Sealskinz All Season Gloves
Sealskinz have been one of those brands that I've (not deliberately) somehow avoided over the years so I thought I'd best try them out. A month or so back I took part in an overnight race on the moors of Bleaklow and needed some new clothing that would keep me dry and warm in pretty testing conditions. We were on the go for around 12 hours, starting at 11pm, with a good dose of sub zero temperatures, winds, and horizontal sleet. One a number of recent reccies in the snow it had become blindingly obvious that after the head, the most important body parts to keep warm on isolated excursions like this, are the hands. Lose the use of your hands and it's impossible to then do much other than keep walking or running. You can't put on more clothes, do up zips, eat or drink, or map read effectively. Enter the Seal Skinkz All Season Gloves.
They did exactly as intended - they kept my hands dry. The gloves in themselves weren't warm enough in the temeratures that we experienced, but that was to obe expected so I had an additional outer waterproof shell to put on over them top of them when things got bad. All told my hands ended up a little damp after 12 hours, but crucially they never got cold.
If I had one complaint it would be over the sizing. I don't consider myself to have particularly big hands, but these gloves are snug in a Large fit. This is fine when at home and with perfectly dry hands, but I was reluctant to take them off when he going got tough as getting them back on again with hands that have been made wet by rain whilst rummaging around in a bag for something proved tricksome. I'd advise going for a larger size thatn you think that you need.
The touch screen pads on the thumb and forefinger tips work well (though we weren't allowed to use mobile devices in the race!) which greatly reduces the number of times you need to remove your gloves on any given outing. They are closed tight by means of a Velcro strap which works well enough too and can be easily operated with the teeth if necessary as this is the sort of micro dexterity that becomes tricky when wearing them.

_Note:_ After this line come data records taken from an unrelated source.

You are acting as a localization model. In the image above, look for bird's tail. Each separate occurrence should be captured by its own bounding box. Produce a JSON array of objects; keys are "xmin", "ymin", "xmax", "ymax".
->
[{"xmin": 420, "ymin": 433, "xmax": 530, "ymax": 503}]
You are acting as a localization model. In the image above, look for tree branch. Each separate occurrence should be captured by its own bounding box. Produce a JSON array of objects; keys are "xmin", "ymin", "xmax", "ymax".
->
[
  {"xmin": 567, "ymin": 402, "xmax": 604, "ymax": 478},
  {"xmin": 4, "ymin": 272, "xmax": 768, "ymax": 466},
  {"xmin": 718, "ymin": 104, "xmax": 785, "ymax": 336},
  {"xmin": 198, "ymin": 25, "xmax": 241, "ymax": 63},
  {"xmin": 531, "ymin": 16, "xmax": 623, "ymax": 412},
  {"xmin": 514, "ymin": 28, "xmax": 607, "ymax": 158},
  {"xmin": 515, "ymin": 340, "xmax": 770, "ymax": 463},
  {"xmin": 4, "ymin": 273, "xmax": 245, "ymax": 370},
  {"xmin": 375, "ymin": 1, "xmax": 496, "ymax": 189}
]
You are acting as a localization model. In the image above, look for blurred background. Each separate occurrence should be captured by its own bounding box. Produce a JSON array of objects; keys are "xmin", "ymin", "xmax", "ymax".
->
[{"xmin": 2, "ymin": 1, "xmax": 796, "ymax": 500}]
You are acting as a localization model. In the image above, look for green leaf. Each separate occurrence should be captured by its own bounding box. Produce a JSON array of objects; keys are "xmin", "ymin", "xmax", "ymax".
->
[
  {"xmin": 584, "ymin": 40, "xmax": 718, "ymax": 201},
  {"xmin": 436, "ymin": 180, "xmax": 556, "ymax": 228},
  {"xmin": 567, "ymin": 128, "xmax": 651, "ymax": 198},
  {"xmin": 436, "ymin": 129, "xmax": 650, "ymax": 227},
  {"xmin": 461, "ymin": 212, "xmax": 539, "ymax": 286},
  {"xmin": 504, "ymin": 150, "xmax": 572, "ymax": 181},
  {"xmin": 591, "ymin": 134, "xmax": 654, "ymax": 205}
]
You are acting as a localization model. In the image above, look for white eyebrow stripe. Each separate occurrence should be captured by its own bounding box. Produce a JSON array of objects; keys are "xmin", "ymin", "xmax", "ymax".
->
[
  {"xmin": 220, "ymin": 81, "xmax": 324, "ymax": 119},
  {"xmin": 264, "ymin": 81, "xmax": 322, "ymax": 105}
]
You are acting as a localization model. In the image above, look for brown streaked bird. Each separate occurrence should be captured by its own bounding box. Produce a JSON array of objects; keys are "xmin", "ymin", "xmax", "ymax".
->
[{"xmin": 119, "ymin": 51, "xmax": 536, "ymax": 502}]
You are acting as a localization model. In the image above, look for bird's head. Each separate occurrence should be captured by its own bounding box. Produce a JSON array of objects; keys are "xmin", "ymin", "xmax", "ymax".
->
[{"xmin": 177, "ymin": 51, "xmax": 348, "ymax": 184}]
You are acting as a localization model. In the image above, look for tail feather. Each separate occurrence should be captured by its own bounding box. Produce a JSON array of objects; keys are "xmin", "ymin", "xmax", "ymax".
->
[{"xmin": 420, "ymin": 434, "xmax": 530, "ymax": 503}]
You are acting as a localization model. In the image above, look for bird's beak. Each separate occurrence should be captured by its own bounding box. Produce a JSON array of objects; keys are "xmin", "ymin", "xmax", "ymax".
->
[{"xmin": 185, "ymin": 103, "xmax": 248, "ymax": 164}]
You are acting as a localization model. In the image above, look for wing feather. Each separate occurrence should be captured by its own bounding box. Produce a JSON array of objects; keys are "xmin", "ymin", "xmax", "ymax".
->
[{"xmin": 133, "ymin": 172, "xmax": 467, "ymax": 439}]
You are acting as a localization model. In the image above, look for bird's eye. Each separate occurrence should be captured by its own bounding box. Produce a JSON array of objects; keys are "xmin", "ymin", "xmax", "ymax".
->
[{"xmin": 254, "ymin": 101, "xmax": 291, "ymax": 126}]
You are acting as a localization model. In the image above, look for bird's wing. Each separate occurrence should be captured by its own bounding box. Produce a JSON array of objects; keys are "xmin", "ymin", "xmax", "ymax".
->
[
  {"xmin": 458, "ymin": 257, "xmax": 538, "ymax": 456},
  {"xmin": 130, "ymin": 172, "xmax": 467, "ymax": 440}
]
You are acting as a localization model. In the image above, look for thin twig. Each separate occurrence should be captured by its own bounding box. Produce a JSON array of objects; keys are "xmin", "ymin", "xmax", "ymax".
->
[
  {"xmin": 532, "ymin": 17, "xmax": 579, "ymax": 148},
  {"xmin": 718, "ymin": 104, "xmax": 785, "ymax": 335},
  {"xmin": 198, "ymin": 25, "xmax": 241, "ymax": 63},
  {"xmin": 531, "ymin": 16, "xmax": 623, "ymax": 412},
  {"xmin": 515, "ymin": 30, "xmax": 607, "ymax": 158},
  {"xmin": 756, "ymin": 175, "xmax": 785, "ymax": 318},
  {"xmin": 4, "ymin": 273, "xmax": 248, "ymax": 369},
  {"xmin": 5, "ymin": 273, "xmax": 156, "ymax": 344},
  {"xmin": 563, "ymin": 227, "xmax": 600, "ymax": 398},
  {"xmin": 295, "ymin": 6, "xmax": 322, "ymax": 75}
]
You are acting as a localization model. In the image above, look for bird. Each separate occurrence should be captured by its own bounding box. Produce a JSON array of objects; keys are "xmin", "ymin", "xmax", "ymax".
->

They are not as comfortable as a nice pair of fleece gloves, being a little more rigid thanks to the waterproof membrane inside, but they are good enough. My best description is that they feel a little like a pair of good leather driving gloves.
In terms of activities I've run in them and found them to be great. Cycling proved a bit trickier in that in heavy rain water would run down my arms and collect in the gloves, but to be far this is more of a function of the length of the sleeves of and riding position which meant that I couldn't keep my sleeves over the end of the gloves. In fairness to Sealskinz they also aren't specifically designed for cycling and have a leather palm which isn't suited to gripping a handle bar. They do a range of cycling-specific gloves, but the reality is that people will use them for all sorts so I thought I'd test them on the bike too.
They retail at £40 which feels good value for a mid range glove that sits somewhere between a pair of lightweight fleece gloves and a pair of full on winter mountaineering or ski gloves.